Per me è importante essere sincero e diretto con i miei giocatori, ma pubblicamente cercherò sempre di difenderli.

Alcuni giocatori hanno rifiutato la convocazione? Non è una situazione facile: in questi casi hai il club che ha degli interessi, il procuratore ne ha altri, la Nazionale

Io cerco sempre di capire la persona che ho davanti, però per me la Nazionale deve essere motivo di orgoglio. Quando ti arriva la chiamata devi volerci andare».

Futuro in Italia? 

In tutte le fasi della sua carriera, Domenico Tedesco ha sempre mostrato un’incredibile etica sul lavoro e la capacità di saper gestire ogni situazione. Ma soprattutto, ha portato risultati e ora siamo tutti curiosi di vedergli fare lo stesso in Serie A.

«Venire ad allenare in Italia? Ci sono state molte opportunità, ma deve esserci quella giusta.

Ho voglia di confrontarmi con la Serie A, ma non a tutti i costi. Cerco un posto in cui avere continuità: avere 3 anni in cui poter portare la mia filosofia.

Io vorrei che le persone, quando vedono le mie squadre in campo, pensassero: ‘Questa squadra gioca con 12 giocatori’.

Questa cosa nasce con l’intensità, in fase di possesso e in transizione. Ma soprattutto creando superiorità numerica, anche quando non abbiamo il pallone.
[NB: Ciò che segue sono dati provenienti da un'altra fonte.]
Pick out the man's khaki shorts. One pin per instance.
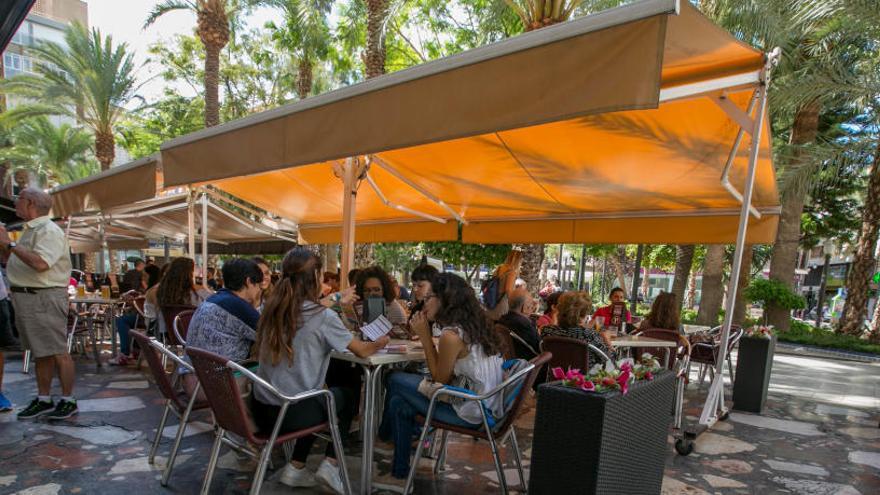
(41, 320)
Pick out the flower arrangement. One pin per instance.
(611, 376)
(760, 332)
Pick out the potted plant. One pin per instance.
(603, 432)
(753, 366)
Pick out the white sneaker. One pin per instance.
(330, 475)
(294, 477)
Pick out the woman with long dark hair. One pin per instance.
(178, 288)
(468, 350)
(295, 336)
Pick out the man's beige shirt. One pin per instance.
(47, 240)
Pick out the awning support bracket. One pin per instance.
(421, 190)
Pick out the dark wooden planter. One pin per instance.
(602, 443)
(754, 363)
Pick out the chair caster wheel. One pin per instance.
(684, 447)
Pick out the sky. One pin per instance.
(124, 20)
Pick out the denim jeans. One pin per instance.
(124, 324)
(402, 403)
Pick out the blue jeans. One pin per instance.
(124, 324)
(402, 403)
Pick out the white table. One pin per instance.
(372, 367)
(111, 304)
(631, 341)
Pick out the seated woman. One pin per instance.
(468, 349)
(665, 313)
(617, 296)
(178, 288)
(550, 311)
(295, 336)
(375, 282)
(573, 310)
(226, 322)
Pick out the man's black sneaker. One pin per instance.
(63, 410)
(36, 408)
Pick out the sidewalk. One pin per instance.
(819, 435)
Se vieni pressato, la superiorità la puoi creare nei primi 16 metri e trovi spazio in profondità. Poi ora diventa fondamentale l’utilizzo del portiere, che è di fatto un giocatore di movimento.

Certo, per prima cosa il portiere deve parare, ma il suo ruolo diventa fondamentale anche in fase di costruzione. Se crei un 11 vs 10 giocare uomo su uomo diventa difficile».

Una visione chiara del presente, mantenendo sempre lo sguardo sul futuro.